The first is a classified time-scale model, where the two datasets are allowed to evolve on different time scales. The high-temperature data are described by an exponent α_T, while the combined temperature–vibration data are characterized by α_TV, i.e.,

$${\Lambda }_T(t)=t^{{\alpha }_T}, {\Lambda }_{TV}(t)=t^{{\alpha }_{TV}}$$

(71)

The second is a shared time-scale model, which assumes a common temporal scaling for both conditions. In this case, a single exponent α_C is used for all data,

$${\Lambda }_c(t)=t^{{\alpha }_c}$$

(72)

These two formulations provide a basis for assessing whether separating the time scales is necessary to represent the additional degradation mechanisms introduced by vibration. It should be noted that α_T, α_TV, and α_C are effective exponents estimated within the present test period. They are used to represent the overall temporal scaling of the observed degradation trajectories under the corresponding stress conditions, rather than fixed physical constants directly determined by a single material or kinetic parameter.

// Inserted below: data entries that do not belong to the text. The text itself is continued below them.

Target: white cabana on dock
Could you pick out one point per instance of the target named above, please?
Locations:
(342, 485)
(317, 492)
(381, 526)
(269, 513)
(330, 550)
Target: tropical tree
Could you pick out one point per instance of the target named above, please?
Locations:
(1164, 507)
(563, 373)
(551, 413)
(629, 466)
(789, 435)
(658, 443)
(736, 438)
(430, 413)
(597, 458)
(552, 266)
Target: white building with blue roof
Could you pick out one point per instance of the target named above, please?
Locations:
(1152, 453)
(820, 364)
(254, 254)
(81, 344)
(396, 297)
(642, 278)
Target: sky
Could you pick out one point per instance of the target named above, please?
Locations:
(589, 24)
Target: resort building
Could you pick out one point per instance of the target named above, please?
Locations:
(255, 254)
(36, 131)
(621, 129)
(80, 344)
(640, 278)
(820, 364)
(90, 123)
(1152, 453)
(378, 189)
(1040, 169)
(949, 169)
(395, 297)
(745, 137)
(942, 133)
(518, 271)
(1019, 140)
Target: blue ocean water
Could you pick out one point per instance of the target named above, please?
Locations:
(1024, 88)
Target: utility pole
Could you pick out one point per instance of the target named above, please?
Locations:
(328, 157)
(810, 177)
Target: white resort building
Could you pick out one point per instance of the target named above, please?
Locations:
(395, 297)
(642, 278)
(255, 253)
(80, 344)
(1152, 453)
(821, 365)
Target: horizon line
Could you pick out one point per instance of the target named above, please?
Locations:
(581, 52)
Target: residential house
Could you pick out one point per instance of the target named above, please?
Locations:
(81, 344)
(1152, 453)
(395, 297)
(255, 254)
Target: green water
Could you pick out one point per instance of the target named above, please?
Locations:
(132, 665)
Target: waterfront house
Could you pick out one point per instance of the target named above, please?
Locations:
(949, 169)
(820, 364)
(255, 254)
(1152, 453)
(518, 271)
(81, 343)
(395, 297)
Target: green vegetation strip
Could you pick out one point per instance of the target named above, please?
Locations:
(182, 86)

For parameter estimation, Equations (64) and (65) show that, once the time-scale exponent α is specified, the parameters to be estimated are the mean parameter of the random drift rate m_v,s, the shape parameter c_v,s, and the proportional diffusion parameter κ_s. Since the sample drift rate v_i,s is an unobservable latent variable, the EM algorithm is used for parameter estimation. Let J_i,s denote the number of observation intervals for the i-th sample under stress condition s, and define

$$A_{i,s}={\displaystyle \sum _{j=1}^{J_{i,s}}}\Delta {\Lambda }_{ij}, B_{i,s}={\displaystyle \sum _{j=1}^{J_{i,s}}}{\displaystyle \frac{{(\Delta Z_{ij})}^2}{\Delta {\Lambda }_{ij}}}, C_{i,s}={\displaystyle \sum _{j=1}^{J_{i,s}}}\Delta Z_{ij}$$

(73)

where ΔZ_ij and ΔΛ_ij are given by Equations (69) and (70), respectively. At the rrr-th iteration, the current parameter estimates are denoted by

$${\eta }_s^{(r)}=\left(m_{v,s}^{(r)},c_{v,s}^{(r)},{\kappa }_s^{(r)}\right)$$

(74)

In the E-step, the posterior distribution of the latent variable v_i,s is calculated using the current parameter estimates. Combining the inverse Gaussian prior in Equation (65) with the conditional normal increment distribution in Equation (70), the posterior distribution of v_i,s is a generalized inverse Gaussian distribution [14]:

$$v_{i,s}\mid Z_{i,s},{\eta }_s^{(r)}\sim GIG\left(p_{i,s},a_{i,s}^{(r)},b_{i,s}^{(r)}\right)$$

(75)

where

$$p_{i,s}=-{\displaystyle \frac{J_{i,s}+1}{2}}$$

(76)

$$a_{i,s}^{(r)}={\displaystyle \frac{c_{v,s}^{(r)}}{{\left(m_{v,s}^{(r)}\right)}^2}}+{\displaystyle \frac{A_{i,s}}{{\left({\kappa }_s^{(r)}\right)}^2}}$$

(77)

$$b_{i,s}^{(r)}=c_{v,s}^{(r)}+{\displaystyle \frac{B_{i,s}}{{\left({\kappa }_s^{(r)}\right)}^2}}$$

(78)

Using the moment properties of the generalized inverse Gaussian distribution, the two conditional moments required in the E-step are computed as

$${\mu }_{i,s}^{(r)}=E\left(v_{i,s}\mid Z_{i,s},{\eta }_s^{(r)}\right), {\omega }_{i,s}^{(r)}=E\left(v_{i,s}^{-1}\mid Z_{i,s},{\eta }_s^{(r)}\right)$$

(79)

In the M-step, the model parameters are updated using the conditional moments in Equation (79). The update for the mean parameter of the random drift rate is

$$m_{v,s}^{(r+1)}={\displaystyle \frac{1}{n_s}}{\displaystyle \sum _{i=1}^{n_s}}{\mu }_{i,s}^{(r)}$$

(80)

The shape parameter is updated as

$$c_{v,s}^{(r+1)}={\displaystyle \frac{n_s}{{\displaystyle \sum _{i=1}^{n_s}}{\omega }_{i,s}^{(r)}-\frac{n_s}{m_{v,s}^{(r+1)}}}}$$

(81)

and the proportional diffusion parameter satisfies

$${\left({\kappa }_s^2\right)}^{(r+1)}={\displaystyle \frac{1}{N_s}}{\displaystyle \sum _{i=1}^{n_s}}\left[B_{i,s}{\omega }_{i,s}^{(r)}-2C_{i,s}+A_{i,s}{\mu }_{i,s}^{(r)}\right]$$

(82)

where $N_s={\displaystyle \sum _{i=1}^{n_s}}{J}_{i,s}$ is the total number of degradation observation intervals used for parameter estimation under stress condition s. From Equation (82),

$${\kappa }_s^{(r+1)}=\sqrt{{\left({\kappa }_s^2\right)}^{(r+1)}}$$

(83)

The E-step and M-step are repeated until the maximum relative change in m_v,s, c_v,s, and κ_s between two adjacent iterations is smaller than the prescribed threshold, at which point the parameter estimates are regarded as converged.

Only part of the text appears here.